Sappiamo tutti che Draghi è una riserva della democrazia e della Repubblica: ma gli uomini di Stato che passano alla Storia sono quelli che destano stupore, meraviglia, che vanno al di là dello scontato e del rituale di regime, stracciano lo spartito e cantano un’altra musica.

1- La differenza fra il debito buono ed il debito cattivo la leggiamo in qualsiasi manuale di economia, non ci vuole Draghi a ricordarcela.

2-L’esortazione di badare alle esigenze giovanili è di un’ovvietà disarmante.Lo avrebbe detto anche Massimo Catalano a “Quelli della Notte”, indimenticabile trasmissione di Renzo Arbore. Max diceva:“è meglio vivere con due pensioni anziché con una”. Il discorso è stato cardinalizio (direbbe ancora Montanelli) e quasi da maggiordomo dell’establishment.

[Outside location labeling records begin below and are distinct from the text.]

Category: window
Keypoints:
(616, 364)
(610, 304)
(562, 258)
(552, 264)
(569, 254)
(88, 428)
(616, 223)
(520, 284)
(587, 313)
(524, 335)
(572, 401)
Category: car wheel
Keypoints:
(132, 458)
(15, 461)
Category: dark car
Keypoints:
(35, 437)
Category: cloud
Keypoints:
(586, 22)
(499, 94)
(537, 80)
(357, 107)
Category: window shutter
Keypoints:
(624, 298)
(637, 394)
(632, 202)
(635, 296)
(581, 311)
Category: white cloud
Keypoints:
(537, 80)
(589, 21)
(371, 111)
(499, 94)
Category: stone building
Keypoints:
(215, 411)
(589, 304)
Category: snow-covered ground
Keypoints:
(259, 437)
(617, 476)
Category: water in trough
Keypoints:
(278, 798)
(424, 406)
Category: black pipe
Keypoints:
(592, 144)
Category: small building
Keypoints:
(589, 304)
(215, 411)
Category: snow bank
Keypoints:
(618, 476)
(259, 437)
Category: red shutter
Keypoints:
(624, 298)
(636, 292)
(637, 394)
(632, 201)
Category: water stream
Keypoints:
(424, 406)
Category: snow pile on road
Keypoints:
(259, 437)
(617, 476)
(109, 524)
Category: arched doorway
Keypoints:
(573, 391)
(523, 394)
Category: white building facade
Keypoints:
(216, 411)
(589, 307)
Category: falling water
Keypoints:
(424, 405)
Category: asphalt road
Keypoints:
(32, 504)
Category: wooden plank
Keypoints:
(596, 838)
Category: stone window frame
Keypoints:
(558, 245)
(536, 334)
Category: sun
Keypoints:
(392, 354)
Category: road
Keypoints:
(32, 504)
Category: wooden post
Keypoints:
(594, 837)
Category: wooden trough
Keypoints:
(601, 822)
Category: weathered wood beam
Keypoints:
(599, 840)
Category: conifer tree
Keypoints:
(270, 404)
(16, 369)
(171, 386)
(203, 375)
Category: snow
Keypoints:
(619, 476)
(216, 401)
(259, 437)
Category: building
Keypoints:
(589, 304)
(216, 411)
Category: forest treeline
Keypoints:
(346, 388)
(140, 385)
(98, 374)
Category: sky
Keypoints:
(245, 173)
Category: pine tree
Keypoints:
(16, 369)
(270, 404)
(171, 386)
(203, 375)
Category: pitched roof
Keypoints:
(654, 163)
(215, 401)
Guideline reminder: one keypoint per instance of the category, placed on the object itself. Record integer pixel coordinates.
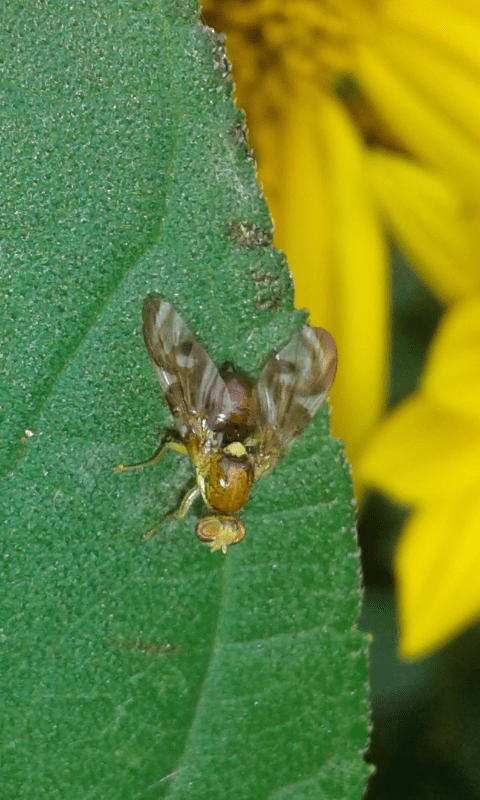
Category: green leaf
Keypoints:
(153, 669)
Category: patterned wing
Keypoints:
(197, 395)
(291, 388)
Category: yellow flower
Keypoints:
(336, 166)
(427, 454)
(364, 118)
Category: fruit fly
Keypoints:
(234, 432)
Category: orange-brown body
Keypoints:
(229, 483)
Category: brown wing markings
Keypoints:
(291, 388)
(195, 391)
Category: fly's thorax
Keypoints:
(230, 480)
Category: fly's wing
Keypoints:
(196, 394)
(291, 388)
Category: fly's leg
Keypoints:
(179, 514)
(158, 454)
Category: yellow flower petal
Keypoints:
(327, 225)
(430, 221)
(428, 96)
(422, 453)
(438, 567)
(452, 377)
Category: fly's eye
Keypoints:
(220, 531)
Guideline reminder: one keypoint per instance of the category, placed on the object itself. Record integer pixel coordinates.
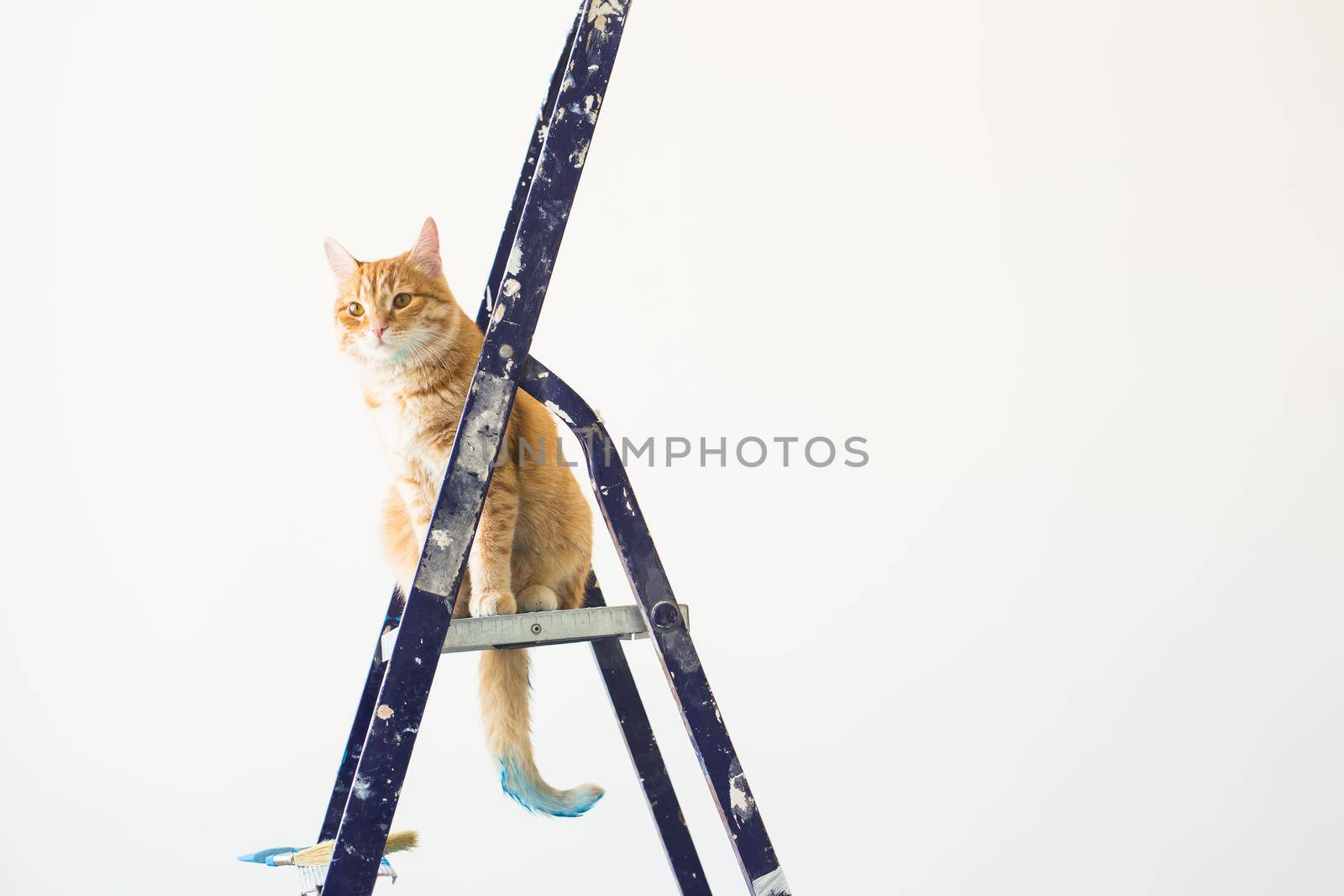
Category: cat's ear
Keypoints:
(425, 255)
(343, 264)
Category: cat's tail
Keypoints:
(504, 696)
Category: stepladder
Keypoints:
(418, 626)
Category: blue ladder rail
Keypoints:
(378, 750)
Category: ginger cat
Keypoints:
(417, 351)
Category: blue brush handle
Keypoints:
(266, 856)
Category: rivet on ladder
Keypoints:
(665, 614)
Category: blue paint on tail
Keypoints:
(523, 792)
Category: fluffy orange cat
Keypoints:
(417, 351)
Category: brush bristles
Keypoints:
(322, 853)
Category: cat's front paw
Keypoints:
(494, 604)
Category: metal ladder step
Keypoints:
(538, 629)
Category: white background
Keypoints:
(1073, 269)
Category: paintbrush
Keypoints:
(322, 853)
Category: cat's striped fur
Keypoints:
(417, 351)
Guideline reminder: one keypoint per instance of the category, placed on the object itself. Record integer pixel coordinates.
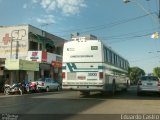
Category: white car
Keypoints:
(47, 84)
(148, 84)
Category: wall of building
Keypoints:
(14, 41)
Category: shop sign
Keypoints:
(56, 64)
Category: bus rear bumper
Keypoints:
(83, 87)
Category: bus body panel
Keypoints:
(85, 68)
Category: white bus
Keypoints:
(89, 65)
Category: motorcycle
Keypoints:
(13, 89)
(33, 87)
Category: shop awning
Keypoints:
(18, 64)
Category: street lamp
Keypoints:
(155, 35)
(141, 6)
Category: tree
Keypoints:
(156, 71)
(134, 73)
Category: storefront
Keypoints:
(18, 70)
(49, 63)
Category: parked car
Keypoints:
(47, 84)
(148, 84)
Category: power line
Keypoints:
(110, 25)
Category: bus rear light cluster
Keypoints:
(139, 82)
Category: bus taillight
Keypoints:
(63, 74)
(100, 75)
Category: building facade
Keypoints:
(29, 53)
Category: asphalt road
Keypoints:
(68, 104)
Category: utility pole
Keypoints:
(159, 12)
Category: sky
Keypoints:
(125, 27)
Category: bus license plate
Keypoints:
(81, 77)
(82, 87)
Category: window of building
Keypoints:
(33, 45)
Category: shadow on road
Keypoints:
(131, 94)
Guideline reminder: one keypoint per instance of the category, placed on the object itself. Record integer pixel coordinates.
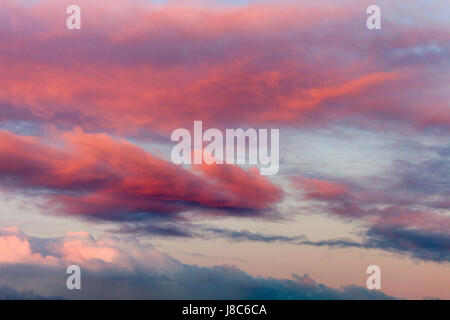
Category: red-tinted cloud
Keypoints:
(140, 69)
(94, 175)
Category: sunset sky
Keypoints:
(86, 176)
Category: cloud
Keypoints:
(418, 243)
(145, 70)
(141, 272)
(95, 176)
(396, 219)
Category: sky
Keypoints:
(86, 175)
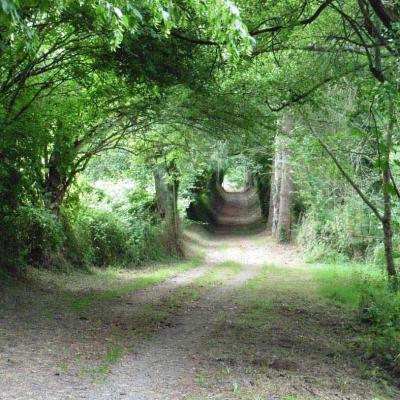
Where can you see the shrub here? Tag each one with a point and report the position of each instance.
(107, 235)
(380, 309)
(33, 234)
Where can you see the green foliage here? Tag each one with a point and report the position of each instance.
(38, 235)
(364, 288)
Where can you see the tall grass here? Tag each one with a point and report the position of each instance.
(363, 288)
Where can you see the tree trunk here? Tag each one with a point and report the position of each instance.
(160, 189)
(272, 191)
(276, 189)
(167, 185)
(55, 187)
(286, 188)
(387, 202)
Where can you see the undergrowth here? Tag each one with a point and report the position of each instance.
(363, 289)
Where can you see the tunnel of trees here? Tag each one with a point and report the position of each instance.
(124, 122)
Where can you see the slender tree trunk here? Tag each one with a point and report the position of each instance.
(55, 187)
(285, 200)
(160, 189)
(276, 190)
(286, 188)
(167, 185)
(271, 196)
(387, 201)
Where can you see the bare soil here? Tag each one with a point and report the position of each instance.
(221, 343)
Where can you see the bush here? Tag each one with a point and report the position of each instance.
(380, 309)
(364, 288)
(107, 235)
(347, 230)
(32, 235)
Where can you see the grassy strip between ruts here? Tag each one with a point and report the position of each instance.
(363, 289)
(153, 315)
(141, 282)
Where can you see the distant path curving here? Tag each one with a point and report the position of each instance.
(236, 211)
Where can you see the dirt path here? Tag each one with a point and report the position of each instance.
(257, 331)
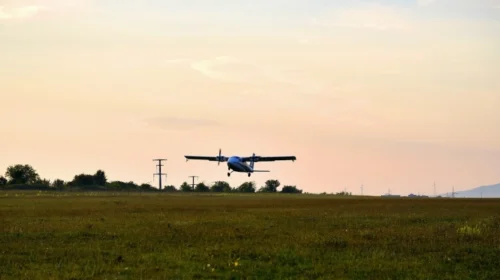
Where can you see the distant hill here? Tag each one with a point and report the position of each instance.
(484, 191)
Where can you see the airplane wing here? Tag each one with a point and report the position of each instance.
(261, 158)
(205, 158)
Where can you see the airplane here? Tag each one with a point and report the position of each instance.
(239, 164)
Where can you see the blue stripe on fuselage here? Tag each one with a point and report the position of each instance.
(236, 165)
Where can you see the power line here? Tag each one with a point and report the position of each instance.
(160, 174)
(192, 185)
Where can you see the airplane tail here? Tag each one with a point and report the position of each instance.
(252, 162)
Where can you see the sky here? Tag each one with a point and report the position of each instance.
(391, 95)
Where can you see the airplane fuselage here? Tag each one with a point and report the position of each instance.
(234, 163)
(240, 164)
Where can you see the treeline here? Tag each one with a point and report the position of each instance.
(25, 177)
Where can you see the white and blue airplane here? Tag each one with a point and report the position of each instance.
(240, 164)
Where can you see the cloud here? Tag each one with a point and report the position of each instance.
(233, 70)
(366, 16)
(425, 2)
(178, 123)
(21, 12)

3- Non possiamo  pensare che l’allievo prediletto di Federico Caffè si sia acconciato a sciorinare asserzioni di portata dozzinale.

Qualche maligno ha insinuato che questa prolusione  dia la stura ad  una possibile candidatura per le prossime elezioni da Presidente della Repubblica. Ma non vorremo crederci.

Sarebbe stato un discorso originale, di ius novum se Draghi, in continuità con quanto affermato nell’intervento ospitato sulle colonne del Financial Times, avesse detto una verità sacrosanta e fondamentale: bisogna cancellare i debiti, perché

a) l’economia non dà segni di ripresa;

b) il prodotto interno lordo non tira;

c) il sistema bancario è irresponsabile ed ha concesso soldi e mutui ai soliti noti e le linee di credito non hanno finanziato la ripresa, ma sono state necessarie per ripianare esposizioni debitorie precedenti.

d) Le imprese sono stremate e non hanno soldi per rientrare con il Fisco e con le Banche: le aule fallimentari si preparano. alla ripresa, a scuoiare vivi gli imprenditori: sarà il massacro di macellerie giudiziarie.

Nessuno ha rimproverato le banche che fanno il loro comodo indisturbate. Draghi lo avrebbe potuto fare- dall’alto della sua autorevolezza europea-e non lo ha fatto esotericamente,misteriosamente.

Ecco, se Draghi avesse ricordato, Luigi Einaudi, Marshall, Keynes (Le conseguenze economiche della Pace) avrebbe potuto segnare uno spartiacque, determinare una rivoluzione copernicana.

Nelle pandemie, dove non vi è la colpa dell’uomo, si cancellano i debiti.

E l’economia riparte.

Legga la Rivoluzione della plebe nell’antica Roma e ripassi la lezione di Federico Caffè, la solitudine del riformista.

Ma così non è stato e Draghi è nella solita pastoia.